After tallying the final votes Tuesday night, Jesus Silva and Ahmad Zahra were elected to Fullerton city council.
The election marked the first time in Fullerton’s history that by-district elections of council members have taken place.
On Dec. 13, 2016, the city council enacted Measure II, which established by-district elections in Districts 3 and 5.
Voters in the remaining three districts will vote for a city council member to represent their respective districts in November 2020.
With over 4,000 votes, Councilman Silva was elected to represent District 3 in Fullerton city council with 50 percent of the vote. Former Mayor Pro Tem Greg Sebourn finished second with 41 percent of the vote while Nickolas Wildstar received 8 percent of the vote as the third candidate.
Silva, who was elected as a council member in 2016, is an advocate for funding the Fox Fullerton Theatre and saving both the Hunt Library and the Coyote Hills Golf Course.
“I look to fulfill the will of the residents when they voted 62 percent to save Coyote Hills. I was the only member initially to vote in favor of SB 714,” Silva said during a candidate forum meeting last month.
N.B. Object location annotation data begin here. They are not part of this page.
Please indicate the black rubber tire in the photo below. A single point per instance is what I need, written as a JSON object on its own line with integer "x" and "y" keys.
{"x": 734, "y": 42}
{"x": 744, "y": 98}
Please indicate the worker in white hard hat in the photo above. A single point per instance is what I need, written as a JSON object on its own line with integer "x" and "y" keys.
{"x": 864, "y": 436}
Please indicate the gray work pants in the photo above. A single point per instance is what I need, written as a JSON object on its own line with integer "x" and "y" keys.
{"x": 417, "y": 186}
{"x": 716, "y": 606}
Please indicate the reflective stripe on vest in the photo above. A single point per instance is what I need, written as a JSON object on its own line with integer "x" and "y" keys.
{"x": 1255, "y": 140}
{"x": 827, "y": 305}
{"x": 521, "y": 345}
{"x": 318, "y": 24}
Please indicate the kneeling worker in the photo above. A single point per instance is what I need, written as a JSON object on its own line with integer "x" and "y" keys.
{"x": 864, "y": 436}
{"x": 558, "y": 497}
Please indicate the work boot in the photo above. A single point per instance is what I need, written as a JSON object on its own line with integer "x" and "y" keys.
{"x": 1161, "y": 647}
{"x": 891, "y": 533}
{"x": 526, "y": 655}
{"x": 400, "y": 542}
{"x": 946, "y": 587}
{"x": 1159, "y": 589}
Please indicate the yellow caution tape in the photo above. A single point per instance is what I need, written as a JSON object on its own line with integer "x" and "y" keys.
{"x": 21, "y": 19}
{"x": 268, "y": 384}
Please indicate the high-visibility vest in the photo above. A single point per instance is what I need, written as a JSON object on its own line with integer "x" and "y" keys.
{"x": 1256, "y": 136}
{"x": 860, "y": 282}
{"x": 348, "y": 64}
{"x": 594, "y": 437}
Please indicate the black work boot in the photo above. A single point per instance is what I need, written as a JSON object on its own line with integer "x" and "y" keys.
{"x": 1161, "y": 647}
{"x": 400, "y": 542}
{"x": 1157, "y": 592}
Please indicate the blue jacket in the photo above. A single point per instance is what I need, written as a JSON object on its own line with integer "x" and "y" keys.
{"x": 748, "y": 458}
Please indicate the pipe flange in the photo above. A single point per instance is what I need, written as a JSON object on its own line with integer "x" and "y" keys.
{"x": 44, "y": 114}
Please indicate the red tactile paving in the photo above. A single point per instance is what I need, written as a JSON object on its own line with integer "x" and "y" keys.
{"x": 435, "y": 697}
SB 714 would establish the West Coyote Hills Conservancy Program. The program would help with the improvement of public access and the protection, restoration and enhancement of natural resources in the area.
Meanwhile, in a tight race among five new candidates, Ahmad Zahra became the representative for District 5 on the Fullerton city council with 32 percent of the vote. Finishing second was Vicki Calhoun with 27 percent. Rounding out the rest of the vote was Johnny Ybarra with 21 percent and Sabrina Narain with 6 percent.
Paulette Marshall Chaffee received 12 percent even after she suspended her campaign last month.
Zahra, who was born and raised in Syria, is a small business owner of Zahra Pictures LLC, a film production company rooted in Fullerton. He also led the effort for the Clean & Green City Resolution to reaffirm Fullerton’s commitment to fighting pollution and climate change, according to his website.
Besides advocating for environmental preservation, Zahra said he is also trying to revitalize the local economy and tackle poverty in Fullerton.
“My big passion is child poverty,” Zahra said during a candidate forum on Oct. 9.
Zahra said he ran because of a promise he made to the little girls that were digging in his dumpsters for plastic bottles.
“We have about 170 homeless kids in our school district now, which is due to the economic situation in South Fullerton that I would like to improve,” Zahra said.
Zahra said he would improve the local economy by supporting business and economic development, lowering fees on community centers and providing affordable housing for every level of income.